Gilbert Naccache – 9 mars 2011
Au vu de l’appel à un large «front.des forces patriotiques, démocratiques et indépendantes pour une assemblée constituante», j’ai eu d’abord la réaction suivante : encore un front ! C’est-à-dire une alliance de mouvements, institutions ou individus sur quelques points qu’ils sont censés défendre ensemble. Personnellement, j’ai tendance à me méfier d’un processus où, comme actuellement en Tunisie, on parle de rassembler avant de se définir, mais ce n’est pas grave, après tout : si des gens ont envie de faire quelque chose, et qu’ils ne sentent pas prêt à en lancer l’initiative seuls, c’est leur affaire ; mais qu’ils appellent à un front, c’est que, nécessairement, ils s’adressent en priorité à des forces politiques existantes, car on ne construit pas un front avec des individus, on construit alors un mouvement. Et, pour préparer des élections, s’il est tout à fait possible de présenter un front, il faut être très clair, par honnêteté envers les citoyens, et définir et bien exposer les contours politiques de chaque composante du front en question. Le citoyen a le droit de savoir, non seulement pour quel programme, mais pour quelles tendances il est appelé à voter. Alors, ma première question est : « Qui lance cet appel ? » Comme il a été repris par plusieurs personnes, sans précision d’organisation, et, on est en droit de regarder le nom des signataires de l’appel et d’essayer de les identifier. Il me semble que certains signataires pourraient être liés aux comité de défense de la révolution, mais agissent-ils en tant que tels ou en tant qu’acteurs politiques, il n’est pas possible de répondre à la question, et c’est fâcheux, car on ne peut que s’interroger sur le but de cet appel.

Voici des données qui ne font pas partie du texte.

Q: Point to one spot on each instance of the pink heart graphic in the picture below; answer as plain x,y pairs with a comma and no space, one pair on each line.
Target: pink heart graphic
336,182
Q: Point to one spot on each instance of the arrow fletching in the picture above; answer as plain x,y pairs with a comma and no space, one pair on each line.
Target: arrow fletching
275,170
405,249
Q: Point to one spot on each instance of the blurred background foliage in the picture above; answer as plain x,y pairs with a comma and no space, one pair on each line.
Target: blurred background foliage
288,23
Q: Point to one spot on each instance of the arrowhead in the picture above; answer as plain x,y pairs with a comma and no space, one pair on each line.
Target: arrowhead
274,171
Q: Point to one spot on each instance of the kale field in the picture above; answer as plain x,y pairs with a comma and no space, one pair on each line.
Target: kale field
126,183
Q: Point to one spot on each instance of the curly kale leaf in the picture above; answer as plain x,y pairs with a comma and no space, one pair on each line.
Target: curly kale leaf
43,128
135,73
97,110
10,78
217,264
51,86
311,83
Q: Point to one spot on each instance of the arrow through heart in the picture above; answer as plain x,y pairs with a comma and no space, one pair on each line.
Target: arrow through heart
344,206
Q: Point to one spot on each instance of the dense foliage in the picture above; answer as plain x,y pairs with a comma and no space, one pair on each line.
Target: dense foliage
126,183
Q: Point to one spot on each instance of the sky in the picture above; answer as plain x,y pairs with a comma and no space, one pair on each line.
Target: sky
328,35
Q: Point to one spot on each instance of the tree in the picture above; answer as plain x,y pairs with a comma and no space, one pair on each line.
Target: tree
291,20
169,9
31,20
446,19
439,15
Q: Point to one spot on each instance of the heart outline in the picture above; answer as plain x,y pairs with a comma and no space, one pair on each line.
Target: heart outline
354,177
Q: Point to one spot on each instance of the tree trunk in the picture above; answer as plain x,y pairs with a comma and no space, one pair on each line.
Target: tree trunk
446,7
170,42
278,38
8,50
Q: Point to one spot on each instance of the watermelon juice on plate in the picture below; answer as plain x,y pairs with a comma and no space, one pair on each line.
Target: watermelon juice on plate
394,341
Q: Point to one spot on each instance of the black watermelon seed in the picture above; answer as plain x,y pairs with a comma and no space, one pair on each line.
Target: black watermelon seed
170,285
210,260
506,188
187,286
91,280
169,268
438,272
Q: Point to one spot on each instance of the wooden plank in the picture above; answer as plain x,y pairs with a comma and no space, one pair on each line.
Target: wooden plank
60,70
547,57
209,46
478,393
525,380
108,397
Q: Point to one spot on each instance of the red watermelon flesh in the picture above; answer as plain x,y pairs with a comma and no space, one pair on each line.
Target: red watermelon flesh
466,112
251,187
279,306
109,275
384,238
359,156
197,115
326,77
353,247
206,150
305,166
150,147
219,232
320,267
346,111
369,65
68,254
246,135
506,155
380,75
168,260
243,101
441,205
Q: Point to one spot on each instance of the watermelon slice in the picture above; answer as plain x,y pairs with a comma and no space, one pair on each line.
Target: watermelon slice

Il est y dit qu’il s’agit de réunir «ceux qui ne se reconnaissent pas dans la mosaïque politique actuelle».C’est donc de créer une nouvelle force politique qu’il est question !
Mais il était précisé auparavant :«Il est impératif de se doter d’une forme d’organisation la plus large et la plus flexible possible englobant toutes les associations représentant la société civile, les forces patriotiques et démocratiques et tous ceux qui souhaitent vivre dans une Tunisie meilleure.»
On veut donc créer une organisation politique avec les associations de la société civile, c’est-à-dire tout simplement faire disparaître ces structures de la société civile, les noyer dans l’action politique.
Si la Tunisie a un espoir de poursuivre sa marche révolutionnaire, c’est grâce à la société civile, à son indépendance par rapport aux organisations politiques. Le projet auquel on nous appelle revient à supprimer cette indépendance. Et à retourner à un passé où ne pouvait exister aucune expression autonome de la société civile, à l’expression des quelques associations qui ont défendu cette autonomie, la payant souvent cher. Et comme je ne veux pas y retourner, quelque soit la pureté des intentions des initiateurs de l’appel, je leur demande de renoncer à cette initiative. Puisqu’ils ne se reconnaissent pas dans la mosaïque politique actuelle, qu’ils créent un nouveau mouvement politique et qu’ils laissent la société civile en dehors de leur projet, elle ne s’en portera pas plus mal.